Compared with private-sector upheavals-in which whole companies and pension plans disappear overnight-life with Uncle Sam is relatively good. But enough federal workers have been laid off, or made aware of the dangers of downsizing, that lots of them-old and young-are worried as never before about their futures.
Downsizing agencies-such as the National Aeronautics and Space Administration-have stepped up programs to counsel nervous employees. Agencies have alerted supervisors and workers to be on the lookout for co-workers who might be a danger to themselves or office mates. There have been bomb threats-generally unreported to discourage copycat calls-in several agencies. In some agencies, security personnel have had to remove employees or break up fights or arguments. Officials in charge of personnel or employee assistance operations attribute many of the incidents to stress triggered by fear of losing a job.
Federal workers may get through another year without cuts or changes in the pension plan, or additional budget cuts. But agencies are working on new, modified buyout plans, hoping to get employees to take early retirement and otherwise looking at ways to trim their payrolls.

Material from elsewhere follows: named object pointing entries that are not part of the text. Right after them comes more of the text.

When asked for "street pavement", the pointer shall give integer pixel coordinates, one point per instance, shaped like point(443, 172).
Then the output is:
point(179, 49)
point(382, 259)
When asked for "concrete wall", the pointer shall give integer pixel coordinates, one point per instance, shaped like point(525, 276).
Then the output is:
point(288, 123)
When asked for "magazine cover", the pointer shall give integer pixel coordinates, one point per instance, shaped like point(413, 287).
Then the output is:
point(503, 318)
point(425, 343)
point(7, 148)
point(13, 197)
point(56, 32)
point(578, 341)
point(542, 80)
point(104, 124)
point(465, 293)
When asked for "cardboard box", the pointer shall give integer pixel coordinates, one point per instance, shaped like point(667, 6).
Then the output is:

All of that has created a demand for more information about the perils of downsizing and planning for abrupt career changes. Firms such as Government Retirement and Benefits Inc. (Alexandria) and the National Institute of Transition Planning (Rockville) are doing a booming business. They train agencies-and counsel employees-in benefits, rights, layoff rules and the like. Counselor Mark Gorkin has set up a Washington office, "Stress Doc Enterprises," to help lead feds and their agencies through downsizing-related stress.
Hardly a week goes by that some group here doesn't sponsor a conference on downsizing. Next week, the Brookings Institution will launch its newest publication-"Civil Service Reform: Building a Government That Works--on the hot topics of reinvention, staffing and privatization. The Senior Executives Association (202-927-7000) will have a conference, "Leading in Turbulent Times," July 18-19 at the Capital Hilton. Its lineup of speakers includes top experts on job changes.
Federal benefits counselors- once visited only by the about-to-retire-are now popular with younger and mid-career employees who want to know their rights, options and benefits should they get the ax, or be offered a buyout or early retirement.